Lompat ke isi utama

Berita

Bawaslu Kota Bukittinggi Perkuat Kelembagaan Pengawas Pemilu Pasca Putusan MK

kelembagaan 2

Bawaslu Kota Bukittinggi menggelar kegiatan Penguatan Kelembagaan Pengawas Pemilu di Rocky Hotel Bukittinggi dengan tema “Eksistensi dan Peran Strategis Bawaslu Menghadapi Pemilu Pasca Putusan Mahkamah Konstitusi Nomor: 135/PUUXXII/2024".

Bukittinggi, Bawaslu - Bawaslu Kota Bukittinggi menggelar kegiatan Penguatan Kelembagaan Pengawas Pemilu di Rocky Hotel Bukittinggi, Senin (11/8/2025). Kegiatan ini mengusung tema “Eksistensi dan Peran Strategis Bawaslu Menghadapi Pemilu Pasca Putusan Mahkamah Konstitusi Nomor: 135/PUUXXII/2024.”

kelembagaan 1

Perubahan Signifikan Pasca Putusan MK bahwa Putusan MK Nomor 135/PUUXXII/2024 membawa perubahan mendasar terhadap desain Pemilu di Indonesia. Putusan tersebut memisahkan pelaksanaan Pemilu menjadi dua kategori, yakni Pemilu Nasional dan Pemilu Lokal, dengan jeda waktu dua tahun.

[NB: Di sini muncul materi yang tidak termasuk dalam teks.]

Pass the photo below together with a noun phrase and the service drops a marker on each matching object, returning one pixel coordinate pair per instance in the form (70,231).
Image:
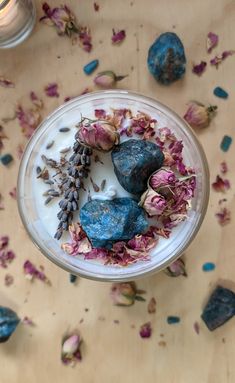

Bawaslu Kota Bukittinggi memandang penting untuk merespons dinamika tersebut melalui penguatan kelembagaan dan pemahaman kolektif, serta memastikan posisi dan fungsi Bawaslu di tingkat kabupaten/kota tetap kokoh dalam arus transformasi sistem kepemiluan nasional. Hal ini menjadi semakin penting mengingat peran Bawaslu kabupaten/kota bersinggungan langsung dengan pelaksanaan pengawasan teknis di wilayah dan membutuhkan kejelasan dalam hal regulasi, dukungan struktural, serta sinergi antar lembaga.

Acara dibuka oleh Ketua Bawaslu Kota Bukittinggi, Ruzi Haryadi, didampingi oleh Anggota Bawaslu Kota Bukittinggi, Plt. Koordinator Sekretariat serta dihadiri jajaran sekretariat Bawaslu Kota Bukittinggi. 

Dalam sambutannya, Ruzi Hariyadi menegaskan bahwa pemisahan ini diharapkan membuat pelaksanaan Pemilu lebih fokus dan tidak terburu-buru seperti Pemilu serentak sebelumnya. Namun, di sisi lain, terdapat tantangan baru yang harus diantisipasi, khususnya dalam aspek pengawasan dan kesiapan kelembagaan,” jelas Ruzi.

Staf Ahli Pemko Bukittinggi yang mewakili Walikota Bukittinggi, Drs. Johni juga hadir dalam acara tersebut dan menyampaikan bahwa keputusan MK bersifat final mengikat dan harus dilaksanakan. 

Ia berharap bahwa wajah baru dalam pemilu dapat memberikan angin segar dalam meningkatkan siklus demokrasi dan memperkuat lembaga pengawas pemilu.

Enam narasumber berkompeten dihadirkan yakni Koordinator Tenaga Ahli Komisi II DPR RI Abrar Amir, M.AP., Ketua Majelis Anggota Wilayah KIPP Sumbar Samaratul Fuad, Akademisi FH UNES Laurensius, Anggota Komisi II DPR RI Giri Ramanda Kiemas, Khairul Fahmi, serta Neni Nurhayati.

Giat ini juga dihadiri oleh unsur Forkopimda, organisasi kemasyarakatan, akademisi, dan awak media. Total peserta yang hadir mencapai 90 orang.

Diakhir acara, seluruh peserta diharapkan dapat merumuskan rekomendasi yang dapat dijadikan catatan kelembagaan, baik untuk Bawaslu Kota Bukittinggi maupun secara nasional.